Have you ever felt extremely sad for a long period of time? If you have, you might have or have had depression. Depression is a mental condition in which you feel feelings of severe despondency and dejection.
There are many types of depression. A few common types of depression include major depressive disorder, dysthymic disorder, seasonal affective disorder (SAD) (Types 2016). Some other ordinary types of depression also include premenstrual dysphoric disorder (PMDD), atypical depression, peripartum (postpartum) depression, and bipolar disorder (Schimelpfening 2017). Some unusual types of depression are the persistent depressive disorder, psychotic depression, and ‘situational’ depression (Types 2016). Although there are many types of depression, there are also many symptoms to warn you that you may have one. There are many symptoms of depression, but how do you get it?
There are many ways to get depression. It is common for depression to occur due to some sort of conflict in a person’s life. Prior physical or emotional trauma can lead to clinical depression later on in life. About 30 percent of humans that have substance abuse problems also have major or clinical depression. Social isolation caused by other mental illnesses or being cast out of a social group or family can add to the risk of developing clinical depression as well. There are many different ways to get depression but how does depression affect the brain? (Depression 2016)There are many ways depression can affect the brain. Most of the brain activity related to depression occurs in the hippocampus. The hippocampus controls the release of the hormone cortisol, and it is released during stress, physical activity, and depression.

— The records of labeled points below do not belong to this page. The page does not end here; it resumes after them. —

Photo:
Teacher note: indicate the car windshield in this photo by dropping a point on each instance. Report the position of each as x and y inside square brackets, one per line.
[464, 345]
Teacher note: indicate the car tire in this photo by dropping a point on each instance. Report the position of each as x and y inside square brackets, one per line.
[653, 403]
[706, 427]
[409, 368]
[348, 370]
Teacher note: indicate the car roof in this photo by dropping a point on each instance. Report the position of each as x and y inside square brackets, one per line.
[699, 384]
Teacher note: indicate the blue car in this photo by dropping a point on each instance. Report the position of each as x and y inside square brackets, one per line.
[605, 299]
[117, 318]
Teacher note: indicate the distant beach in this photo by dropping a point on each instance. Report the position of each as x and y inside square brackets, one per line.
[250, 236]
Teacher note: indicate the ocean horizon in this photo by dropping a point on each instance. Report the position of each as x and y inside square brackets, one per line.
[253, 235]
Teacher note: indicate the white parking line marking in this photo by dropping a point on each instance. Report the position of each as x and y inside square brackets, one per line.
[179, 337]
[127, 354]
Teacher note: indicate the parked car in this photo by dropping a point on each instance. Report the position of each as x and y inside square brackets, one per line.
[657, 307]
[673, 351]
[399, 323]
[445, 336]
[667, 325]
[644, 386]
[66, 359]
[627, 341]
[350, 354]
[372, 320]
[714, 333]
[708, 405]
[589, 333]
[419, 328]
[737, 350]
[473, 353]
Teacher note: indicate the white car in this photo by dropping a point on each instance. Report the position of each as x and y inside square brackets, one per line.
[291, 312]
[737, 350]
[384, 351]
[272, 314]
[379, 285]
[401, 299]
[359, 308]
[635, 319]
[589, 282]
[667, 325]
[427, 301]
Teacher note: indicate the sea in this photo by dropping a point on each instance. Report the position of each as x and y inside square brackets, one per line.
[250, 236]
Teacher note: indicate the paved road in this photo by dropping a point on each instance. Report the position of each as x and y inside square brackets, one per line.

Problems can occur when excess amounts of cortisol are released. Weight gain, high blood pressure levels, trouble sleeping, and fatigue are all symptoms you can suffer from with high cortisol levels (Depression 2016). More problems can arise in the brain during depression, but these disorders show up the most frequently.
You can treat depression in countless different ways. Therapy, sometimes medication, setting goals, changing your daily behavior, exercising and eating healthy, taking on responsibilities, and getting extra sleep can all help you overcome depression. (Griffin 2012) There are possible links between the slow development of new neurons in the hippocampus and low moods. These medications instantly spike the concentration of chemical messengers in the brain. People still typically don’t begin to feel better for several weeks or longer.